И вот как-то после того, как прошла эпидемия гриппа, и школу открыли после карантина, в первый день учёбы, в понедельник, Максим принёс из школы пять двоек: «два-два» за домашку по русскому, «два» за несделанную работу в рабочей тетради по чтению, «два-пять» за изложение, «два» по английскому и «три» по музыке. Папу чуть удар не хватил. Нет, папу бы обязательно хватил удар, но Максим был рассудительный мальчик, он рассудил, что надо постепенно, по одной двойке папе рассказывать. Папа только вечером сам оценки в электронном дневнике проверял. А днём он Макса кормил обедом, а потом на баскетбольную тренировку возил.

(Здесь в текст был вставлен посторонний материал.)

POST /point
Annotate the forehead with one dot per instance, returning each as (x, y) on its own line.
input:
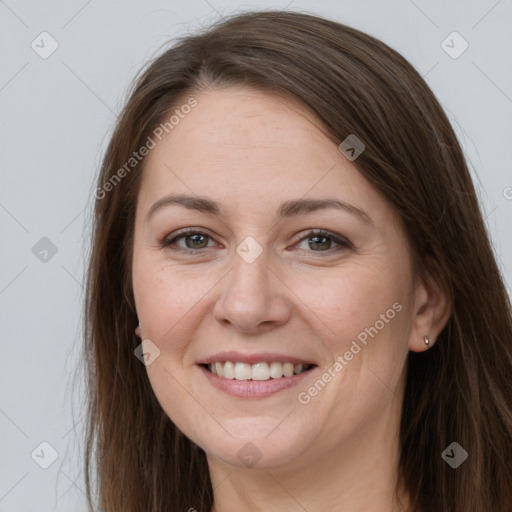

– Всё, – сказал папа вечером после объявленной пятой двойки по английскому. – Всё. На тренировки ходить не будешь, пока не научишься грамотно писать. И с английским надо что-то делать. В общем, передохнёшь пока, отдохнёшь от спорта. Тем более, что машина наша сыпется, бензин дорожает, да и автобус теперь как такси стоит.

Вечером, когда Макс понуро выводил галочки в клеточках рабочей тетради на печатной основе, папа впал от этого зрелища в совсем мрачное настроение.

– Что это делается, – тряс он сына за плечо. – Разве, выбирая варианты и ставя галочки, можно научиться быть нормальным человеком? Можно научиться быть только ненормальным человеком. А по-русски говоря – дегенератом.

Макс пожал плечами:

– Папа! Это же тесты.

– Да знаю я, что тесты, понял уже. А зачем ваша учительница тогда тебе «два» за грамотность ставит, если тесты по русскому – только галочки? Правильно-неправильно и никаких безударных гласных в суффиксе?

– Да не волнуйся ты, папа. Не расстраивайся, – сказал Макс. – Просто она тебе за собрание мстит. Она такая. Злопамятная. А в итоговом диктанте у меня трояка железно будет. Татьяне Викторовне не выгодно, когда двоечник в классе. У неё от этого зарплата меньше.

– Но ведь она тебе испортила оценку в триместре этими двойками! Я только-только рассчитывал, что у тебя четвёрка хотя бы по чтению нарисуется. Почему по чтению-то «два»?

– Просто Татьяна Викторовна в последний день понаписала в элдневник дополнительную домашку по всем предметам. Она уже так делала. Мне ребята сказали. А ты же в последний день каникул в дневник не заходил?

– Мда… – сказал папа озадачено. – Вот тебе и материки с полушариями…

Но папа был упорный. Если раньше он ждал те три дня, когда ему работать надо, то теперь он ждал свободные дни, чтобы заниматься с сыном. Папа даже с тренером по баскетболу поругался: тот звонил и требовал Макса на сборы. Но папа отвечал:

– Обойдётесь. У меня сын отстаёт по учёбе, какие могут быть сборы.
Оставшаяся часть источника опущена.